Sunday, November 28, 2004

Does Piggybacking Help Your Credit Score?

A common strategy among consumers with bad credit is to use someone with good credit to get loans, also called piggybacking or co-signing. This can work -- somewhat. The credit bureaus have a high success rate of determining whether someone piggybacks on another person's credit for legitimate reasons or to circumvent the traditional credit scoring system. Thus, you may still have to build credit using individual accounts.

Identification

    Piggybacking can boost your credit score because co-signing on a loan also means you share the payment history on the account. For instance, if you make an on-time payment, your credit report also receives an on-time payment. This is a common tactic for people who cannot obtain credit, such as those trying to build a new credit history or rebuild a poor one.

Considerations

    The piggybacking tactic gave credit repair companies an easy loophole to help customers with poor credit, so for several years the credit bureaus ignored authorized accounts -- credit card accounts that give you use the card but not the responsibility for it or access to account settings. In 2007, the designer of the dominant credit scoring in the U.S. -- the Fair Isaac Corporation -- allowed authorized accounts to impact credit ratings because it found a way to weed out fraudulent accounts.
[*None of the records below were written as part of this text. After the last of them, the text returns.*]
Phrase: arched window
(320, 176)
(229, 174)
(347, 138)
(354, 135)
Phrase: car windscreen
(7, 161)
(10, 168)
A creditor must use the FICO 08 model for an authorized account to boost a credit rating, however, and not all creditors have upgraded to this version of the FICO software.

Danger

    You can damage the other borrower's credit rating too if you piggyback on an account and miss a payment. For example, if you co-sign or become an authorized user on a credit card and max out the limit, together you may not have enough money to pay the minimum balance due. Missed payments can cause the other borrower's and your score to drop by more than 100 points and a maxed-out card can cost you more than 45 points, according to Ellen Cannon of Bankrate.

Tip

    Only piggyback on accounts owned by trusted friends and relatives. Credit repair companies sometimes offer to list you as an authorized user for a fee, but this probably won't help you as of 2011. Instead of piggybacking, you can get a department store or gas station credit card with a low limit and make on-time payments to reestablish a record of positive payment history. Also, eliminate debts listed on your credit report and never use more than 25 percent of any line of credit.